Seminars at the Faculty of Informatics
Recommender Systems in the Wild
In the past years, the research field of Recommender Systems has experienced a surge in complex methods and advanced techniques. While such efforts have tremendously improved the capabilities of RecSys, they also made the task of designing a RecSys more daunting than ever, as the space of options increased dramatically.
In this talk I will present 2 cases of Recommender Systems "in the wild". Their designs were heavily influenced by a thorough analysis of the data generated by the target platforms. In both cases, we show that the previous work, driven by intuitive but wrong assumptions, cannot match the performance of our systems.
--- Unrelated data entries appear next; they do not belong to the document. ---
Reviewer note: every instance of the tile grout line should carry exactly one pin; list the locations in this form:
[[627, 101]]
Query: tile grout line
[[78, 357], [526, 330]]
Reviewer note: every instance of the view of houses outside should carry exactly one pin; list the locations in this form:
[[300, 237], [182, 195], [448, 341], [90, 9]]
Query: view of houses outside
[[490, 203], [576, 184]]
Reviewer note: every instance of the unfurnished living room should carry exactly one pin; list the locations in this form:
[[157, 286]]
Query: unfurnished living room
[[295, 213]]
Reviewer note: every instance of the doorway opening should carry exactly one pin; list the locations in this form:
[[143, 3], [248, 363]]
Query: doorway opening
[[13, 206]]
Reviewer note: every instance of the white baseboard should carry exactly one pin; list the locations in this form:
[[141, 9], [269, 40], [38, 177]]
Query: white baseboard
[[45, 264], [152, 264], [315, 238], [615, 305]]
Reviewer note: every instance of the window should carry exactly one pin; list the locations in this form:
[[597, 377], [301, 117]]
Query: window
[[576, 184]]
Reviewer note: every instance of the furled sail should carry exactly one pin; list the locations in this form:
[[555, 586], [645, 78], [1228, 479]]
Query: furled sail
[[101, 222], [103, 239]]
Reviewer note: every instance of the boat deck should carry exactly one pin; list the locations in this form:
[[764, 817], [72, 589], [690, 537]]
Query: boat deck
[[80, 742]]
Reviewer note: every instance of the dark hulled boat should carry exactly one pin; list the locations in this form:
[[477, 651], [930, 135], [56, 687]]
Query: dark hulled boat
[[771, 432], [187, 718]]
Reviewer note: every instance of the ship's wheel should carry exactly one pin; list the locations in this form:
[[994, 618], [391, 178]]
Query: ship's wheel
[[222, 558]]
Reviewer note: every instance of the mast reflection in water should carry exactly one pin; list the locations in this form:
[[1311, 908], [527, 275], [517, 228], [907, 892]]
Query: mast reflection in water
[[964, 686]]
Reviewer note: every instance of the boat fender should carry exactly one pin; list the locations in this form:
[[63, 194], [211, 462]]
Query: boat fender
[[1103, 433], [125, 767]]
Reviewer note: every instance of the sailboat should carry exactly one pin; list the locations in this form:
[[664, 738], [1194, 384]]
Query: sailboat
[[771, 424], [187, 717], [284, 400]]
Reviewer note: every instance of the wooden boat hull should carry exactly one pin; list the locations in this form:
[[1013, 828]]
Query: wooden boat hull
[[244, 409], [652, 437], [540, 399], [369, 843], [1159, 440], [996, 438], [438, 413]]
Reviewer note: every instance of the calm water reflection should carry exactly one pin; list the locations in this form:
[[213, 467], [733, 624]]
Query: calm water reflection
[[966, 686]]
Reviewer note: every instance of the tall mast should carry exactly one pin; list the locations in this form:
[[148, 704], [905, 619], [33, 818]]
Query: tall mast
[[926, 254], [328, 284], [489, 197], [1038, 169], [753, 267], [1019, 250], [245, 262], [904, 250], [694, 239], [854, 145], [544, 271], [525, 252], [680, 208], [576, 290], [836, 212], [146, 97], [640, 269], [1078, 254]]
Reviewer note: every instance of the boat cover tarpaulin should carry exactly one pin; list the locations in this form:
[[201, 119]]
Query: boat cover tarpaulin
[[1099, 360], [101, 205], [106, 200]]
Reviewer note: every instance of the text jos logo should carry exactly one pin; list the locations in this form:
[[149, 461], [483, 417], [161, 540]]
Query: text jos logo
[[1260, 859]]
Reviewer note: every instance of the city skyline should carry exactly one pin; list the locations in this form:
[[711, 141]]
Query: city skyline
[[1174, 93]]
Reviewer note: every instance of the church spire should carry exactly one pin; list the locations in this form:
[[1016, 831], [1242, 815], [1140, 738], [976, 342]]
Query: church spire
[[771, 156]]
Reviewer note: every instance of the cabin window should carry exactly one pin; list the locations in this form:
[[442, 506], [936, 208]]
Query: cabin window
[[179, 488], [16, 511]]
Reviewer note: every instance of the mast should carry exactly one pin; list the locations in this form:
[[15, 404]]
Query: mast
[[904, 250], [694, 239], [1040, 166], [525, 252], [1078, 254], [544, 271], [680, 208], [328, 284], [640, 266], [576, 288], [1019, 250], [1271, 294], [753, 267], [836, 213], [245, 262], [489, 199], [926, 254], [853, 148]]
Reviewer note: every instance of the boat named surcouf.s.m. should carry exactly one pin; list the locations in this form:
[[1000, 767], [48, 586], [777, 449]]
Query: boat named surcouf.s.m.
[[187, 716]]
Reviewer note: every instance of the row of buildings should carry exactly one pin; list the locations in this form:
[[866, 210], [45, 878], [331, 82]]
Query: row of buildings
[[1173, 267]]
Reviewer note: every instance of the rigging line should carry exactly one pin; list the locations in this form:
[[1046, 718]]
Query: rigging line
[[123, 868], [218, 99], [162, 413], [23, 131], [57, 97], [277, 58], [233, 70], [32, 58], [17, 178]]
I will first introduce "Bartering Books to Beers: A Recommender System for Exchange Platforms", our latest paper published at WSDM2017. In this work we propose new models for bartering-based recommendation, for which we introduce three novel datasets from online bartering platforms. Surprisingly, we find that existing methods (based on matching algorithms) perform poorly on real-world platforms, as they rely on idealized assumptions that are not supported by real bartering data. We develop approaches based on Matrix Factorization in order to model the reciprocal interest between users and each other's items. We also find that the social ties between members have a strong influence, as does the time at which they trade, therefore we extend our model to be socially- and temporally-aware. In the second part of the talk I will introduce an ongoing project in collaboration with the Wikimedia Foundation. As of today, 37% of the articles in the English Wikipedia are flagged as "stubs" (e.g., not enough content, subpar quality, etc.) It would be therefore extremely useful to provide the Wikipedia editors with a RecySys which could guide them in improving the content and quality of such articles. Departing from previous work, often based on natural language generative models, we are currently developing a set of techniques to mine and recommend article templates (i.e., ordered lists of sections).
Michele Catasta is a research scientist and lecturer in Data Science at EPFL, Switzerland. In a few months he will move to Stanford (under Prof. Leskovec's supervision) to pursue his research agenda in data science and machine learning on massive datasets. Michele was in the founding team of Sindice.com, the largest Semantic Web search engine (now SIREn Solutions). He also worked for MIT Media Lab, Google and Yahoo Labs. In the past years, he received several awards and recognitions - among them, a focused grant from Samsung Research USA.